Date of Award

May 2019

Degree Type

Thesis

Degree Name

Master of Science

Department

Anthropology

First Advisor

Patricia Richards

Committee Members

Bettina Arnold, Joe Austin

Keywords

Burial, Grave, Historical Archaeology, Medical Waste, Pauper, Poor Farm

Abstract

Poor Laws enacted in the early 19th-century condemned the most destitute to confinement in almshouses, poor farms, and workhouses. These laws paralleled contemporary Anatomy Acts that turned the unclaimed bodies of individuals who died at those institutions over to medical facilities for dissection, often simultaneously removing anatomization as a punishment for murder. In essence, pauperism became punishable by anatomization. Thus, dissection served the dual purpose of reinforcing social identity amongst the lower class and privileging the social identity of upper-class medical students. This study is an analysis of the material medical waste recovered from the graves of individuals interred at the Milwaukee County Poor Farm Cemetery.

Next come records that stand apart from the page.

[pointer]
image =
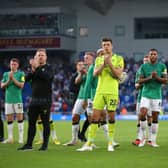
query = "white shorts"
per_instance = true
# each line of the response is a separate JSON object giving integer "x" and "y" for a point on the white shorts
{"x": 149, "y": 113}
{"x": 152, "y": 104}
{"x": 78, "y": 107}
{"x": 89, "y": 108}
{"x": 13, "y": 108}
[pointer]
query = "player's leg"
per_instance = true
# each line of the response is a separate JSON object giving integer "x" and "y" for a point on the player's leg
{"x": 85, "y": 125}
{"x": 103, "y": 122}
{"x": 111, "y": 105}
{"x": 144, "y": 106}
{"x": 53, "y": 132}
{"x": 33, "y": 114}
{"x": 1, "y": 129}
{"x": 19, "y": 116}
{"x": 40, "y": 131}
{"x": 45, "y": 117}
{"x": 88, "y": 114}
{"x": 77, "y": 110}
{"x": 155, "y": 108}
{"x": 9, "y": 111}
{"x": 98, "y": 106}
{"x": 149, "y": 123}
{"x": 137, "y": 140}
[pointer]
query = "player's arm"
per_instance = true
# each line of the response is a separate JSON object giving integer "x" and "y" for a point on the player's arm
{"x": 4, "y": 82}
{"x": 137, "y": 86}
{"x": 98, "y": 67}
{"x": 162, "y": 79}
{"x": 19, "y": 84}
{"x": 81, "y": 72}
{"x": 142, "y": 79}
{"x": 116, "y": 71}
{"x": 97, "y": 70}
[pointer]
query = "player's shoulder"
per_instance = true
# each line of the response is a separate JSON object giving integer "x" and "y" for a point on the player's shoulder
{"x": 117, "y": 56}
{"x": 20, "y": 72}
{"x": 162, "y": 64}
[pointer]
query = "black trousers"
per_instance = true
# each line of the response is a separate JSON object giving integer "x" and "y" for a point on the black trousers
{"x": 33, "y": 113}
{"x": 1, "y": 128}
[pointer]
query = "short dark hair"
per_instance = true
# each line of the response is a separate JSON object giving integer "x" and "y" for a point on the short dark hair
{"x": 153, "y": 49}
{"x": 105, "y": 39}
{"x": 15, "y": 60}
{"x": 90, "y": 53}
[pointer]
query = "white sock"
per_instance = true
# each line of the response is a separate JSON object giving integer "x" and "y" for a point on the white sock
{"x": 10, "y": 130}
{"x": 75, "y": 129}
{"x": 21, "y": 130}
{"x": 155, "y": 127}
{"x": 105, "y": 129}
{"x": 53, "y": 135}
{"x": 41, "y": 134}
{"x": 142, "y": 133}
{"x": 150, "y": 133}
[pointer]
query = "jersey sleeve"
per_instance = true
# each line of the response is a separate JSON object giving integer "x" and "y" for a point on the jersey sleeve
{"x": 4, "y": 78}
{"x": 87, "y": 88}
{"x": 120, "y": 62}
{"x": 22, "y": 78}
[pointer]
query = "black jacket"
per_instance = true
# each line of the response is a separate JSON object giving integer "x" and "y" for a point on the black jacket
{"x": 41, "y": 82}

My goal is to determine from which medical institution in Milwaukee County the medical waste, and thus the body, originated, in concert with ongoing, collaborative bioarcheological analysis. This study utilizes a presence and absence analysis of types of medical waste found at burial locations alongside bioarcheological evidence for types of post-mortem medical intervention in order to determine the institutional origin of the waste recovered.